Over at New World Notes Hamlet Au recently published a post about declining tier income for Linden Lab. In the post Hamlet argues that cutting tier prices is not the way forward, attracting new users is. I agree with him on the tier angle for now, cutting tier would drastically cut Linden Lab’s income. However I’ve long argued that Linden Lab need more income streams, Second Life is too reliant on tier. Hamlet argues that Second Life needs more users, but more users are not the answer to the tier conundrum on their own. They need to be incentivised to part with their money and tier is a barrier not an attraction.
Hamlet also makes the following comment:
“So no, the future for Second Life isn’t private land — it’s new users, and new platforms, and radical experiments in how Second Life is used and designed. For instance, some Lindens have been trying to add game mechanics to Second Life for several years, but have been stymied by bureaucracy and fear of protests by a minority of hardcore “Second Life is not a game!” users. But as we keep seeing, something dramatic has to change, or the hemorrhaging will continue, until it no longer can.”
The problem here is that game mechanics are not going to deal with the income issue, Linden Lab need new income streams which may in turn lead them to be in a position to reduce tier costs. The other issue is that game mechanics will put some people off because Second Life is indeed, not a game, although there are games within Second Life. A Second Life wide gamification system would be controversial. An optional gamification system that people could tie into their own game development would be potentially wonderful. For example a Linden Lab hosted achievement system that you could tailor to the needs of your roleplaying sim or even your store would have potential.
One way of attracting new users to Second Life is to have more games inworld. Linden Lab could develop pathfinding further and introduce skeletons that can be animated and used as NPC’s. That way more exciting experiences could be created, which in turn may attract new users.
However then we’re back to the tier is too damn high because there are not enough people who can afford to throw away USD$295.00 (plus VAT for some) to create the kind of experience that may attract new users. The fact that tier will be due whilst people are planning, developing and testing these experiences undermines the concept even more. Vicious circle indeed.

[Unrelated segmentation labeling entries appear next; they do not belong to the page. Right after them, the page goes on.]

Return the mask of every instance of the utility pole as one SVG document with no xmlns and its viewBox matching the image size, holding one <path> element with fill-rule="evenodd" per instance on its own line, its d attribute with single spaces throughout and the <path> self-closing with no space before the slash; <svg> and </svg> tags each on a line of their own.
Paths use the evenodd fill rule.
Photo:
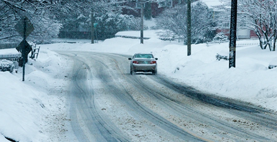
<svg viewBox="0 0 277 142">
<path fill-rule="evenodd" d="M 23 24 L 23 27 L 24 27 L 23 28 L 23 30 L 24 32 L 24 34 L 23 34 L 23 41 L 26 41 L 26 23 L 27 22 L 27 19 L 26 19 L 26 17 L 24 17 L 23 18 L 24 21 L 24 22 L 23 22 L 24 23 Z M 23 69 L 22 69 L 22 81 L 24 81 L 25 80 L 25 63 L 26 62 L 27 62 L 27 61 L 26 61 L 26 58 L 27 58 L 27 59 L 28 59 L 28 54 L 27 54 L 27 56 L 26 55 L 26 47 L 27 46 L 27 45 L 26 45 L 26 42 L 24 42 L 24 44 L 23 44 L 23 47 L 22 48 L 22 53 L 21 53 L 21 55 L 22 56 L 22 59 L 23 59 L 22 62 L 23 62 Z M 26 57 L 27 56 L 27 57 Z"/>
<path fill-rule="evenodd" d="M 143 4 L 140 4 L 140 43 L 143 44 Z"/>
<path fill-rule="evenodd" d="M 91 44 L 94 43 L 94 15 L 93 9 L 91 9 L 91 15 L 90 22 L 91 22 Z"/>
<path fill-rule="evenodd" d="M 229 43 L 229 68 L 236 67 L 236 39 L 237 36 L 237 11 L 238 0 L 232 0 L 230 41 Z"/>
<path fill-rule="evenodd" d="M 187 55 L 191 54 L 191 0 L 187 0 Z"/>
</svg>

However there are games in Second Life. Estelle Pienaar’s SL Play Instinct is largely dedicated to highlighting games within Second Life. The destination guide also has a games category with pages of games. Some of the games are made to be played on parcels or breedable games. Breedable games are good for Second Life as they require those involved to have land. Other games are sim wide experiences, the latter are much harder to maintain.